Cette Dominante, qui faisoit partie de l’Accord parfait de cette premiere Tonique, fait aussi partie du sien propre, dont elle est le Son fondamental. Il y a donc liaison entre ces deux Accords. De plus, cette même Dominante portant, ainsi que la Tonique, un Accord parfait majeur par le principe de la résonnance, ces deux Accords ne diffèrent entr’eux que par la Dissonance, qui de la Tonique passant à la Dominante, est la Sixte ajoutée, & de la Dominante repassant la Tonique, est la Septieme. Or ces deux Accords ainsi distingués par la Dissonance qui convient à chacun, forment, par les Sons qui les composent rangés en ordre, précisément l’Octave ou Echelle Diatonique que nous appellons Gamme, laquelle détermine le Ton.

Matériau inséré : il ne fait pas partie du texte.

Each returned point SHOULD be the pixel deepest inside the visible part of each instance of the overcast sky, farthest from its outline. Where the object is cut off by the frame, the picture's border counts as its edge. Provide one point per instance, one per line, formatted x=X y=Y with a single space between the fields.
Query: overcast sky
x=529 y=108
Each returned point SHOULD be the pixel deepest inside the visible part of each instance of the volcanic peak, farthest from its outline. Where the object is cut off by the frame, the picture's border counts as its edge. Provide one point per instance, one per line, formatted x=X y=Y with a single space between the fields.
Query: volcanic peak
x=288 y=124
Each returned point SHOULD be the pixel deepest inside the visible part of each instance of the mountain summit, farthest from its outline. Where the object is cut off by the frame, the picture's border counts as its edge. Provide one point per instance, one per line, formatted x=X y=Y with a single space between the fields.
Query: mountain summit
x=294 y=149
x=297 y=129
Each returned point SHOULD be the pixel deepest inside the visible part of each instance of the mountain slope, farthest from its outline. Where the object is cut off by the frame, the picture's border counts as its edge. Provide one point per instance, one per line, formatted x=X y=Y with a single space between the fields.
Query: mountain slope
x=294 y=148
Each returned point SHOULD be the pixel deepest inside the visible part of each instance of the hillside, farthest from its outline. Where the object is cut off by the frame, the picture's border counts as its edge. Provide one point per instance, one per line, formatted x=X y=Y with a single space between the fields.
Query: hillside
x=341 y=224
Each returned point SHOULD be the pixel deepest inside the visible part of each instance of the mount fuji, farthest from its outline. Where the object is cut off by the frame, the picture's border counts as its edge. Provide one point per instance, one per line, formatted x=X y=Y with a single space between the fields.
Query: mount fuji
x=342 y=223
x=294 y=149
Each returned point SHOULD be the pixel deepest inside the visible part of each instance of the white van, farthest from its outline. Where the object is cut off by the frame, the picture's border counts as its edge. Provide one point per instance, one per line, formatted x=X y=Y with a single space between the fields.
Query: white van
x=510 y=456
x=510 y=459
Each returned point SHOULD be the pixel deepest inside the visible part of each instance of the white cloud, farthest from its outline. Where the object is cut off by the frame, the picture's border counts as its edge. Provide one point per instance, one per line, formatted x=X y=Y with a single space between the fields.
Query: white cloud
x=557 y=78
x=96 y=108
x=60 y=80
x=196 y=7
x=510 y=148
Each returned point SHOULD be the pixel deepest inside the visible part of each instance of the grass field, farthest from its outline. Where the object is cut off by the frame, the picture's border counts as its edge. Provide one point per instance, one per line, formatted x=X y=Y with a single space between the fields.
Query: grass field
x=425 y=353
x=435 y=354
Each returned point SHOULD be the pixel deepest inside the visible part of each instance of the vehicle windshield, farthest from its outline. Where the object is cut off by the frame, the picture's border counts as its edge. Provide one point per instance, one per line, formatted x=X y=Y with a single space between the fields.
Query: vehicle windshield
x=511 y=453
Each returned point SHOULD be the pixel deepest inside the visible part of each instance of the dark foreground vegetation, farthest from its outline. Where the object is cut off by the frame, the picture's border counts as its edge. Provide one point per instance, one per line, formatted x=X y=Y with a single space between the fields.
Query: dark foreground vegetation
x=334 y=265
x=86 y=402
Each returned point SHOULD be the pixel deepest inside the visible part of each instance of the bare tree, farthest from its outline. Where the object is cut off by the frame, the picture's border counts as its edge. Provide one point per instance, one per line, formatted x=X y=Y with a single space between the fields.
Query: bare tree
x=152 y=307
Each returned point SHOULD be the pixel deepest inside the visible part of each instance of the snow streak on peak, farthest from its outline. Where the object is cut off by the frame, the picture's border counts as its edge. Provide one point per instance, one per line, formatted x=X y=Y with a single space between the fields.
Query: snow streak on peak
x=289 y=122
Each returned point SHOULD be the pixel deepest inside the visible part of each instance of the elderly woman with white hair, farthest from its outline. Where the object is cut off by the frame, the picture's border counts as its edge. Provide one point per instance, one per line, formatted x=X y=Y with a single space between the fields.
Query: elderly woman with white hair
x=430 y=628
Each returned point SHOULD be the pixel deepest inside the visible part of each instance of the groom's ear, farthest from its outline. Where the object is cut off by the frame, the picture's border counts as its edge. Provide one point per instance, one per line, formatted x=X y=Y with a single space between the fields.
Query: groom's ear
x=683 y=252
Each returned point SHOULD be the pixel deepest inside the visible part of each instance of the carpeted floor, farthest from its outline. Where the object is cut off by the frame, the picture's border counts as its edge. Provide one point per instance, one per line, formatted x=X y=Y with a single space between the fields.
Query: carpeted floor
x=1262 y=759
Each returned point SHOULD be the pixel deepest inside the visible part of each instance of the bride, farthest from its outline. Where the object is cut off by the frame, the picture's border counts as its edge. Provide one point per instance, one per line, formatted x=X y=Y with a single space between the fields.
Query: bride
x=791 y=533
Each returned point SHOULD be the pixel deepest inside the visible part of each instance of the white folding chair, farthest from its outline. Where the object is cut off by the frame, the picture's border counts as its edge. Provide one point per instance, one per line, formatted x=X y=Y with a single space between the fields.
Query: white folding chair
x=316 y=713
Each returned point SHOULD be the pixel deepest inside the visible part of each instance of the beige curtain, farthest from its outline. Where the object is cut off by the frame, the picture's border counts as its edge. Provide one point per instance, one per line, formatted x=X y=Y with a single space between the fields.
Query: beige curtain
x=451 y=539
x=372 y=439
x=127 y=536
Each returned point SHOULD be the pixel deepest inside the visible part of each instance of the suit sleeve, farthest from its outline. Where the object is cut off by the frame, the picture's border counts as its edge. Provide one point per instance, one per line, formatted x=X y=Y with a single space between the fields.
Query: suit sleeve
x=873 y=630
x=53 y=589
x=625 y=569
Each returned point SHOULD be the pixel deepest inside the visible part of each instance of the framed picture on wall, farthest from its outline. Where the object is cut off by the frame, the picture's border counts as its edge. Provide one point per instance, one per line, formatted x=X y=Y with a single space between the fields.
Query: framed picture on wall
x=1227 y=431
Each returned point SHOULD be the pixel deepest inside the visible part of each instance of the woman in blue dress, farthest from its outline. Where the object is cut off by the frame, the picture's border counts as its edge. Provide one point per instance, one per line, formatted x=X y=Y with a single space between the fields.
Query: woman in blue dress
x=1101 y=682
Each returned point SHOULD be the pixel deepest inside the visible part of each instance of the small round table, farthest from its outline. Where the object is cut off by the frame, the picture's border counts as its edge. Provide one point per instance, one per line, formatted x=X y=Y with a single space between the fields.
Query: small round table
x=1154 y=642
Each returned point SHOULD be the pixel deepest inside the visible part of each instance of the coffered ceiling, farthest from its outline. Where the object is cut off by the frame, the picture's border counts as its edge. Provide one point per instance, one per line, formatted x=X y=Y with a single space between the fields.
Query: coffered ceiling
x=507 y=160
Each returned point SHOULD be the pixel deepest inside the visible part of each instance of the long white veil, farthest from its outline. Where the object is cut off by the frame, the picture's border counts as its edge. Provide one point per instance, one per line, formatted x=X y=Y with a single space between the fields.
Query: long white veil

Cette même Gamme de la Tonique, forme, altérée seulement par un Dièse, la Gamme du Ton de la Dominante ; ce qui montre la grande analogie de ces deux Tons, & donne la facilité de passer de l’un à l’autre au moyen d’une seule altération. Le Ton de la Dominante est donc le présente qui se présente après celui de la Tonique dans l’ordre des Modulations.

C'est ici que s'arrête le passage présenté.